Robert Darnton weighs in on libraries, books, and the information age.

After my last post, I was encouraged and pleased to see this piece in the Chronicle by Robert Darnton, Harvard’s university librarian.*  Darnton says a lot of things that I think are absolutely true for many libraries these days.  We’re busy, our chairs are full, we’re more involved in our institutions and communities than ever.  Books aren’t going away anytime soon, though the digital world is on the rise.  The two can coexist.  A very small percentage of what’s published and used for research is available online. Librarians help people find what is there, just as we’ve always helped people find what’s in print.  (We still do that too.)

Or as Darnton puts it (more eloquently than I just did):

A more nuanced view would reject the common notion that old books and e-books occupy opposite and antagonistic extremes on a technological spectrum. Old books and e-books should be thought of as allies, not enemies.

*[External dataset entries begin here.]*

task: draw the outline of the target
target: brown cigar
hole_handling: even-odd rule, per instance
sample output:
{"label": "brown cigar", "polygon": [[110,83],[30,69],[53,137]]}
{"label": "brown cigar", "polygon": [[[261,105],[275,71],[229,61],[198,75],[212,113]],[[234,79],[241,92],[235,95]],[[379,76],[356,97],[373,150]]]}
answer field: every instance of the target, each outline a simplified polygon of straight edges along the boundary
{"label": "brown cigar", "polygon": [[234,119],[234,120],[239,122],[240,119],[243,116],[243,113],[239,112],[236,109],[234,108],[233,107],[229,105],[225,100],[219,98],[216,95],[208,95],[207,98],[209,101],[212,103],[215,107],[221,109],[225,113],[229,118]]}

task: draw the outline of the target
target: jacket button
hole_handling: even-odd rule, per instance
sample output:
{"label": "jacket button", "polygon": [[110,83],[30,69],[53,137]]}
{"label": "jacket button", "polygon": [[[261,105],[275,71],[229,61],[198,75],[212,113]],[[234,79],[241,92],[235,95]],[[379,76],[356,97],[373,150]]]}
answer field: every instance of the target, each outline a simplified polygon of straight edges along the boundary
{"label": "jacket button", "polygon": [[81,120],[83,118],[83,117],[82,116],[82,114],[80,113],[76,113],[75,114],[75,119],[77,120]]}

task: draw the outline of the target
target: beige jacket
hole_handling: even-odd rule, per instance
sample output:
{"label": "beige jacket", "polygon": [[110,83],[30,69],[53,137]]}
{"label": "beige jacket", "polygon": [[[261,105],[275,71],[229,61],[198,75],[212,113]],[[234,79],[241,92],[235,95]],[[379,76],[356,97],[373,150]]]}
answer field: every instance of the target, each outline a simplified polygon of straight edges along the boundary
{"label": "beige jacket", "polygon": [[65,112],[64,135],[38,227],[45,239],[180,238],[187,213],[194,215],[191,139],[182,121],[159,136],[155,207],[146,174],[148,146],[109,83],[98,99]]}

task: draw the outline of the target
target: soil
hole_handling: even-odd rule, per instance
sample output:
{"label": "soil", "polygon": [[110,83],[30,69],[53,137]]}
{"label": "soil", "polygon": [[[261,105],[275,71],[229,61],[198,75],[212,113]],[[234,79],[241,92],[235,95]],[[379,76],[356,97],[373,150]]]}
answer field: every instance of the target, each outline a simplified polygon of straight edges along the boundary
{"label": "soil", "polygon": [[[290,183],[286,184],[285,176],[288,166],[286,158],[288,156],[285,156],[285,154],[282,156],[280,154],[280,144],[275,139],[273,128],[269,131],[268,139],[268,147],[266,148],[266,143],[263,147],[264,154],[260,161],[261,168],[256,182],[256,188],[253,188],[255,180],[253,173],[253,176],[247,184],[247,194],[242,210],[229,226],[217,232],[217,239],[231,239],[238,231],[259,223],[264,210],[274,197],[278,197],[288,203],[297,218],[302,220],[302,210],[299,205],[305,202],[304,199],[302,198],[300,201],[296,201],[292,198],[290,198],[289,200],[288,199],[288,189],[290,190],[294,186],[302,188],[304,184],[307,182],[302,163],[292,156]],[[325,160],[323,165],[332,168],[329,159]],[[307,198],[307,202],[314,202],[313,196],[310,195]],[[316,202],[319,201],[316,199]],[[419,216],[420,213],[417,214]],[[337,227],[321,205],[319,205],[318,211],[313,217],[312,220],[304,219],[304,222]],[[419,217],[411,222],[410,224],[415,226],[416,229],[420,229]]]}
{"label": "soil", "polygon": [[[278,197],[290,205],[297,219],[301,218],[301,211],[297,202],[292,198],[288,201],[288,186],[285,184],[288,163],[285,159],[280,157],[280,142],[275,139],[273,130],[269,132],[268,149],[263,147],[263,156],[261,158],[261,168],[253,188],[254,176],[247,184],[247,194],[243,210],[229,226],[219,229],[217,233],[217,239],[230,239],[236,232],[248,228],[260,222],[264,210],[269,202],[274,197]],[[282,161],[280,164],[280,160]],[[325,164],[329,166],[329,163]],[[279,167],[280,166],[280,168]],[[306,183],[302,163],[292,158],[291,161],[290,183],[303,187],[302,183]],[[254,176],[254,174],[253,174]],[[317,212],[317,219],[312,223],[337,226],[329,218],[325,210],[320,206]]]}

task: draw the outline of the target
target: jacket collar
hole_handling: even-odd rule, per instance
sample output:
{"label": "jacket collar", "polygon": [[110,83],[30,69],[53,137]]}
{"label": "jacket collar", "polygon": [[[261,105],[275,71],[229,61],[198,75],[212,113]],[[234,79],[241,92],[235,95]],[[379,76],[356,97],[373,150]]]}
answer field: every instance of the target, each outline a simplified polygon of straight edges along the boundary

Bottom line:  if a library is getting cut, it’s not because its fundamental services aren’t needed anymore.  The world of information didn’t start suddenly researching and interpreting itself, and delivering itself to untrained searchers in a comprehensible format.  People didn’t wake up knowing how to find census data and copyright-free images.  The need for a space to study, a networked computer, a self-help book, an answer to a question, a kids’ summer reading program–none of that went away.  And chances are very good that nobody else is supplying those needs.